Agarperoxinols A and B: Two Unprecedented Tricyclic 6/6/7 Rearranged Humulene-Type Sesquiterpenoids That Attenuated the Neuroinflammation in LPS-Stimulated Microglial Models

Chi Thanh Ma; Sang Bin Lee; In Ho Cho; Jae Sik Yu; Tianqi Huang; Tae Min Lee; Tu Loan Ly; Sung Won Kwon; Jeong Hill Park; Hyun Ok Yang

doi:10.1021/acsomega.3c05783

Agarperoxinols A and B: Two Unprecedented Tricyclic 6/6/7 Rearranged Humulene-Type Sesquiterpenoids That Attenuated the Neuroinflammation in LPS-Stimulated Microglial Models

ACS Omega. 2023 Nov 9;8(46):43873-43882. doi: 10.1021/acsomega.3c05783. eCollection 2023 Nov 21.

Authors

Chi Thanh Ma^{1

2}, Sang Bin Lee², In Ho Cho³, Jae Sik Yu², Tianqi Huang⁴, Tae Min Lee², Tu Loan Ly⁵, Sung Won Kwon³, Jeong Hill Park³, Hyun Ok Yang²

Affiliations

¹ Faculty of Pharmacy, University of Medicine and Pharmacy at Ho Chi Minh City, 41-43 Dinh Tien Hoang Street, Dist. 1, Ho Chi Minh City 700000, Vietnam.
² Department of Integrative Biological Sciences and Industry & Convergence Research Center for Natural Products, Sejong University, 209, Neungdong-ro, Gwangjin-gu, Seoul 05006, Republic of Korea.
³ Research Institute of Pharmaceutical Sciences, College of Pharmacy, Seoul National University, 1 Gwanak-ro, Gwanak-gu, Seoul 08826, Republic of Korea.
⁴ Korea Institute of Science and Technology (KIST) School, Korea University of Science and Technology (UST), 5 Hwarang-ro 14-gil, Wolgok 2(i)-dong, Seongbuk-gu, Seoul 02792, Republic of Korea.
⁵ Faculty of Pharmacy, Ton Duc Thang University, Ho Chi Minh City, 19 Nguyen Huu Tho Street, Dist. 7, Ho Chi Minh City 700000, Vietnam.

Abstract

Agarperoxinols A and B (1-2), two naturally occurring humulene-type sesquiterpenoids with an unprecedented tricyclic 6/6/7 ring, were discovered from the agarwood of Aquilaria malaccensis.
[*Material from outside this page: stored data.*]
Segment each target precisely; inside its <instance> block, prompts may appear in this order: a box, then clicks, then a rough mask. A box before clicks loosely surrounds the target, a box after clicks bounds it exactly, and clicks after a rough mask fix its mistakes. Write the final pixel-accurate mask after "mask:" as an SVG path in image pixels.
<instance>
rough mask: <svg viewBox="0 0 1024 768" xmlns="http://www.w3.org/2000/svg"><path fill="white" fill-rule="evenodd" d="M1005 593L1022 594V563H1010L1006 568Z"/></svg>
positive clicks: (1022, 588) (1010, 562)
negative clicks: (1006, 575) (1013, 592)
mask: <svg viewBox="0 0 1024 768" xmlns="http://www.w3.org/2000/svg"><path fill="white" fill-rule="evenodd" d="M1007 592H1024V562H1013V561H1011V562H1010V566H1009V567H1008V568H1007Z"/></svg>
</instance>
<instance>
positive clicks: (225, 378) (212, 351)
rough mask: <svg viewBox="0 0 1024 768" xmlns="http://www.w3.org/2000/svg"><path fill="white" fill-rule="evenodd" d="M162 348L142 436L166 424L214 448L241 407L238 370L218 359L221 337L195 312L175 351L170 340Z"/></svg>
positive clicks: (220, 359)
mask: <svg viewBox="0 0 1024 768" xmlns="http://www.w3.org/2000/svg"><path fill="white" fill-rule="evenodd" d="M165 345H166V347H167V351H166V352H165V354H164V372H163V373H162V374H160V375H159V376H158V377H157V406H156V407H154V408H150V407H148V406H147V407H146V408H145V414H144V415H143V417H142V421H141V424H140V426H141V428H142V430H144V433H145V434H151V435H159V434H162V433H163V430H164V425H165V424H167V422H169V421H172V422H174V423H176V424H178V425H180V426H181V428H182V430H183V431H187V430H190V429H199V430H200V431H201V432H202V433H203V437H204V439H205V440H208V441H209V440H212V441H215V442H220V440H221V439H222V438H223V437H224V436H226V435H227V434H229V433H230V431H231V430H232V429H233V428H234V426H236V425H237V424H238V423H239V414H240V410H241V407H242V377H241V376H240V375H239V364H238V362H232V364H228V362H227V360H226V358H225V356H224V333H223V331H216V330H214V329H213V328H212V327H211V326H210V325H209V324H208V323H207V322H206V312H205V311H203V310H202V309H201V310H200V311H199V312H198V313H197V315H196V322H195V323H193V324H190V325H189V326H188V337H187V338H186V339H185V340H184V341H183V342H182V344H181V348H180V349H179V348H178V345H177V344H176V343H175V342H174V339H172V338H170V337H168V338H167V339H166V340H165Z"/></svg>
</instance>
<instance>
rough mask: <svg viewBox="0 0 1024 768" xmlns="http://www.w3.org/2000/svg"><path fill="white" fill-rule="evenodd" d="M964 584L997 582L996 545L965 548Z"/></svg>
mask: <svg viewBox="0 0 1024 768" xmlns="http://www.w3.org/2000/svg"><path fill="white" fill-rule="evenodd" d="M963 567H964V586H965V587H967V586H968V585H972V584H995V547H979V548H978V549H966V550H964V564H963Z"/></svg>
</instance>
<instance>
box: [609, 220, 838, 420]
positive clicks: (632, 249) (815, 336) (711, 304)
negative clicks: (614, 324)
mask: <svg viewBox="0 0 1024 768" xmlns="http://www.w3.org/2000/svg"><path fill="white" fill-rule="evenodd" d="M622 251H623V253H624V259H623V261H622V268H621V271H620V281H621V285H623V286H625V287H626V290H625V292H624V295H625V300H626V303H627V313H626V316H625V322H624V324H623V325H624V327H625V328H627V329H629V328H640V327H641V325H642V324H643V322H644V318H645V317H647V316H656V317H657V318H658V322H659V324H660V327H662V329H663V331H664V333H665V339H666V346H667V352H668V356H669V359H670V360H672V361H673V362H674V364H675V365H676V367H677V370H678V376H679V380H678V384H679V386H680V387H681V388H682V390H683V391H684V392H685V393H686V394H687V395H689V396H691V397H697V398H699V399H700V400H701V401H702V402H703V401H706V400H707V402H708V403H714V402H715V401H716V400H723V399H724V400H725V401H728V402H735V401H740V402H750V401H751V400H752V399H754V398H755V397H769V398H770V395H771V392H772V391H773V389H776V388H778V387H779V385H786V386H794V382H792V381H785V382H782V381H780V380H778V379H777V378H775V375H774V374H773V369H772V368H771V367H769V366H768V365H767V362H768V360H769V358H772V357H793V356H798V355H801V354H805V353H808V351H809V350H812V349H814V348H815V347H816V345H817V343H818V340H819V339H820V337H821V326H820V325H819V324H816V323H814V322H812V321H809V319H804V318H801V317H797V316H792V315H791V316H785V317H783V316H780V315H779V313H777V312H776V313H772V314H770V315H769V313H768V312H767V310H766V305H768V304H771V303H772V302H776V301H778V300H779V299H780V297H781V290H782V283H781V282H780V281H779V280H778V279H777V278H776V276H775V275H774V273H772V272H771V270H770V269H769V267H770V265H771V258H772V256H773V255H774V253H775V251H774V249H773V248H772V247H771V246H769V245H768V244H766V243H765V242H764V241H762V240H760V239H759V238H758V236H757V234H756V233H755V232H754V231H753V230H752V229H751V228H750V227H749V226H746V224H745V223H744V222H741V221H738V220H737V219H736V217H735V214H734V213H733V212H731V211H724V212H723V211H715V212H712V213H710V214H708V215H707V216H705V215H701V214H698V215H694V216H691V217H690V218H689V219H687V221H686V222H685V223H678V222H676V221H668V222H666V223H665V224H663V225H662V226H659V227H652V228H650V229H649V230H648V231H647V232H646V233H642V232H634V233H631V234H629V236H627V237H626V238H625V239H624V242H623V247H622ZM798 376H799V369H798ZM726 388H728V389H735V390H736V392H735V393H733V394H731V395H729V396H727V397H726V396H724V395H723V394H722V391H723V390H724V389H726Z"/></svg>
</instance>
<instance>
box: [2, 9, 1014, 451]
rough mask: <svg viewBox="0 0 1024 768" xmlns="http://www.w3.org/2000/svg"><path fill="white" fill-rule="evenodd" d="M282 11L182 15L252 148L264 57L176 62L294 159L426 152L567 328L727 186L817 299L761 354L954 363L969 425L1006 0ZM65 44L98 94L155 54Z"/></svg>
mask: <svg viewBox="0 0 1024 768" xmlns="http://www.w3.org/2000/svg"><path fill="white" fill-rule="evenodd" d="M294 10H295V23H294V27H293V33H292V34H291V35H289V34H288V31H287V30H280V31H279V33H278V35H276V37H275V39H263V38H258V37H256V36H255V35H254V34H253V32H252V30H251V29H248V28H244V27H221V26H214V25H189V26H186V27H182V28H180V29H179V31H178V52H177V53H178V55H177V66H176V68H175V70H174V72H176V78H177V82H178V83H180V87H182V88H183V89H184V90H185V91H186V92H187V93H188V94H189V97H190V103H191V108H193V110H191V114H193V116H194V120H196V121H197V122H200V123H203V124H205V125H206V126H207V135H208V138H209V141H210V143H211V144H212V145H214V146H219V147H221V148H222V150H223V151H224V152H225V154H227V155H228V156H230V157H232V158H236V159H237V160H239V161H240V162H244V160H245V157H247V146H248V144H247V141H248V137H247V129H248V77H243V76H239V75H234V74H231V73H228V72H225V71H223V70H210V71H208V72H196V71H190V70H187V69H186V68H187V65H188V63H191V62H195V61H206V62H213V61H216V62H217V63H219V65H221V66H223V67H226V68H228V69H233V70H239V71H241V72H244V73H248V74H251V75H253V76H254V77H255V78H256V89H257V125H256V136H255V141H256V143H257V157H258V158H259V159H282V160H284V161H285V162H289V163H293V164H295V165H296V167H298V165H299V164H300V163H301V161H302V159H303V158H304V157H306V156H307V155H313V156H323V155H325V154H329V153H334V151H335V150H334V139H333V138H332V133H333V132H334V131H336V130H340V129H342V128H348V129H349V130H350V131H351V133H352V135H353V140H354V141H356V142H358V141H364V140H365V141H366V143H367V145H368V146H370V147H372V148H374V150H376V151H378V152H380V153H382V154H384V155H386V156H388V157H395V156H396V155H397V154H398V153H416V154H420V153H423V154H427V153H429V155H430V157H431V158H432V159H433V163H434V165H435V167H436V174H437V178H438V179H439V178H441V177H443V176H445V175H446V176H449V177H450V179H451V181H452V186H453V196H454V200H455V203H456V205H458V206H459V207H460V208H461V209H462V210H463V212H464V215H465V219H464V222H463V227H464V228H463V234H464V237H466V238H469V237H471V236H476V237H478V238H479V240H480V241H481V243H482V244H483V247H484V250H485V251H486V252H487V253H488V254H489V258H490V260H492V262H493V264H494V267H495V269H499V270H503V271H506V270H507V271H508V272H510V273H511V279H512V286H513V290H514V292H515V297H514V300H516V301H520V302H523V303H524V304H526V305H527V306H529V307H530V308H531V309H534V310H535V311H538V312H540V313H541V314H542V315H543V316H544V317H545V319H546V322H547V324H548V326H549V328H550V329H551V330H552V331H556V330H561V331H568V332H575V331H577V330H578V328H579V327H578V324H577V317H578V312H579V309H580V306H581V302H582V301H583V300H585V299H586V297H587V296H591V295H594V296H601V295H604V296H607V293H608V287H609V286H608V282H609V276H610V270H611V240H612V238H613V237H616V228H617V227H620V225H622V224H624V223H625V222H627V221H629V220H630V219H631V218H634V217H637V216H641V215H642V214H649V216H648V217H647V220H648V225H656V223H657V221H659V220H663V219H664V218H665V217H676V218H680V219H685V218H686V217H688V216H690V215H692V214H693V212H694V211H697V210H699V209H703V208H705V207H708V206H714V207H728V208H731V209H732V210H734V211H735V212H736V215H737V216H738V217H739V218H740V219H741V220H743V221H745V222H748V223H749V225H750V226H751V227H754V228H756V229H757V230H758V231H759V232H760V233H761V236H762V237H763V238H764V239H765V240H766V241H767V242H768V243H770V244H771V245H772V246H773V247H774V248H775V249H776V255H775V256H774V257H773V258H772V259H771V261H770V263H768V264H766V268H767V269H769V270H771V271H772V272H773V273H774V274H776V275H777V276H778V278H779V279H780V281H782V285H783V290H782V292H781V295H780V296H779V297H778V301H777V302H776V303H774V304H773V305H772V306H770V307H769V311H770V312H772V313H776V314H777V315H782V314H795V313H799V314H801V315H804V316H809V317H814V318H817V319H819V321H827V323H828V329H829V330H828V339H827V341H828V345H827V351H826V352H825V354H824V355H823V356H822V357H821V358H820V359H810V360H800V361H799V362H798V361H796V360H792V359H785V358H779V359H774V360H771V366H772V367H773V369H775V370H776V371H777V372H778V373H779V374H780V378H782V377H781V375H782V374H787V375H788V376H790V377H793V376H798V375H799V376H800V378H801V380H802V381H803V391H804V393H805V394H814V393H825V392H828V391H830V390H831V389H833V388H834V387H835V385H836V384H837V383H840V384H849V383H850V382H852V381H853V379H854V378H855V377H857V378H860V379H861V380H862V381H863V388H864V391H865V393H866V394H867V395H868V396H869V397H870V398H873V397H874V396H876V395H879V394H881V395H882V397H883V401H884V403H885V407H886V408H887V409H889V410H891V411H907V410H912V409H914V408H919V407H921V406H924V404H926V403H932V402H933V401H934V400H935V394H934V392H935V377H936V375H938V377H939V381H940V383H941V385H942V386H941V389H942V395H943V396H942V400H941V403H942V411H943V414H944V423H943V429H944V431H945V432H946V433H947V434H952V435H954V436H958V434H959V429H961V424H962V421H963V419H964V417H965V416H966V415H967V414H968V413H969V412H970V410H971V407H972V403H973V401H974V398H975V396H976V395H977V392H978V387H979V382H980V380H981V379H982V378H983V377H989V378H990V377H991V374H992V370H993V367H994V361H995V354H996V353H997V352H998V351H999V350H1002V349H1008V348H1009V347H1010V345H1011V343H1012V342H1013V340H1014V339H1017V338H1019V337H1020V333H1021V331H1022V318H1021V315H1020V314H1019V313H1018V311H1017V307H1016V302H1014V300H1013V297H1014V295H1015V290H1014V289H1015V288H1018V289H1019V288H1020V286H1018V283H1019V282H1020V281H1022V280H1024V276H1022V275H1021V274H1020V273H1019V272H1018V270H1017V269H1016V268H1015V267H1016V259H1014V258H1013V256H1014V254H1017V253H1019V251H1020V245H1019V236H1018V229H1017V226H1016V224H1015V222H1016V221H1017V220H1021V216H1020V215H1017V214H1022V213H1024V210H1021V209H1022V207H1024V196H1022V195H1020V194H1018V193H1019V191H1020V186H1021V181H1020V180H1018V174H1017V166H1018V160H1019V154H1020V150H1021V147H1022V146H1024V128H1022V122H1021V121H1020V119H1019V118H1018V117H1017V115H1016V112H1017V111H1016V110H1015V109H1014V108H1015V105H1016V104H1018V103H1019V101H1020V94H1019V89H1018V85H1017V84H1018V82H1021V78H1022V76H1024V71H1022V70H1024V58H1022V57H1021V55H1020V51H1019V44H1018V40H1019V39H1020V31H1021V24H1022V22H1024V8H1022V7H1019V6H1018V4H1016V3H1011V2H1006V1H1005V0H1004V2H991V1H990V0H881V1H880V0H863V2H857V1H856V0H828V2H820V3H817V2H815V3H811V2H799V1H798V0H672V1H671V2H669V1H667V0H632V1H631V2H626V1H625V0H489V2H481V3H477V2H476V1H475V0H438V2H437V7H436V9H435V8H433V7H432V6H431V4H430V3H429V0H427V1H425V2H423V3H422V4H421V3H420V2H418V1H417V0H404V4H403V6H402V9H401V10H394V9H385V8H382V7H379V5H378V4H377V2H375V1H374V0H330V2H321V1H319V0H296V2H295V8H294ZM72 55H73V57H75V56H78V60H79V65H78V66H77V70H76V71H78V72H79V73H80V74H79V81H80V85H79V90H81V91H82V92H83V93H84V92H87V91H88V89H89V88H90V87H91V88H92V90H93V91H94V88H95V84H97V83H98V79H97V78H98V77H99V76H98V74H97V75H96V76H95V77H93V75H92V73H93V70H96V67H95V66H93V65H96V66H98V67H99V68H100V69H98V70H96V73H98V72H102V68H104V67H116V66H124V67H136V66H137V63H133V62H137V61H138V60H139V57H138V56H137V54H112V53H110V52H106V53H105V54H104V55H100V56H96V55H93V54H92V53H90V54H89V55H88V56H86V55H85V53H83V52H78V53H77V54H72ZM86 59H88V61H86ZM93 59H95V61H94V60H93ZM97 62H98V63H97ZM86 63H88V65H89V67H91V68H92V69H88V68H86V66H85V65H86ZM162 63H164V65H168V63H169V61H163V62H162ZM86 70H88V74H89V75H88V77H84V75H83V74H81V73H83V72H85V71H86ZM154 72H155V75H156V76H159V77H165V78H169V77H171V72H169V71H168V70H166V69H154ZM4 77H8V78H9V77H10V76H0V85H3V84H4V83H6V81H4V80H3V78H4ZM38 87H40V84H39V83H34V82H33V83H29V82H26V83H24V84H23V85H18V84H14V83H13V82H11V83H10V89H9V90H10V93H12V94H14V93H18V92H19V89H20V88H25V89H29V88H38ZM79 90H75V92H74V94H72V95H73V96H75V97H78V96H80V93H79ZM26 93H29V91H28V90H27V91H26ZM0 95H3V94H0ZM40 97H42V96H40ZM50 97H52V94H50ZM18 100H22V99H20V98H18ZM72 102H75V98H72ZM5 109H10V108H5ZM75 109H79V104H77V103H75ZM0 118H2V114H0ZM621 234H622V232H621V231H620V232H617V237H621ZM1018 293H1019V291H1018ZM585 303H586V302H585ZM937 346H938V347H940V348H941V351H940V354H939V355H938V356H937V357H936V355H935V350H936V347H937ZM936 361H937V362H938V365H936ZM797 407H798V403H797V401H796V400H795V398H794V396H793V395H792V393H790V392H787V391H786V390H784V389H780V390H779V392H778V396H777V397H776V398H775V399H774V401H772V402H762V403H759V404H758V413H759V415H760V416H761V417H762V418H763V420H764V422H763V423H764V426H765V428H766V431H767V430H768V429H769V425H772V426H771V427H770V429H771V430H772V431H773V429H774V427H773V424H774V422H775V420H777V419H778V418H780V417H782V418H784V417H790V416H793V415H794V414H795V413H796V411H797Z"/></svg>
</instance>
Their structures were unambiguously determined by various spectroscopic data, experimental ECD calculations, and single-crystal X-ray diffraction analysis. Agarperoxinol B showed significant and dose-dependent neuroinflammatory inhibitory effects on various proinflammatory mediators, including NO, TNF-α, IL-6, and IL-1β, and suppressed iNOS and COX-2 enzymes in LPS-activated microglial cells. A mechanistic study demonstrated that agarperoxinol B remarkably inhibited the phosphorylation of the Akt and JNK signaling pathways. Agarperoxinol B also significantly reduced the expression of the microglial markers Iba-1, COX-2, and TNF-α in the mouse cerebral cortex. Our findings introduce a bioactive compound from natural products that decreases proinflammatory factor production and has application for the treatment of neurodegenerative diseases.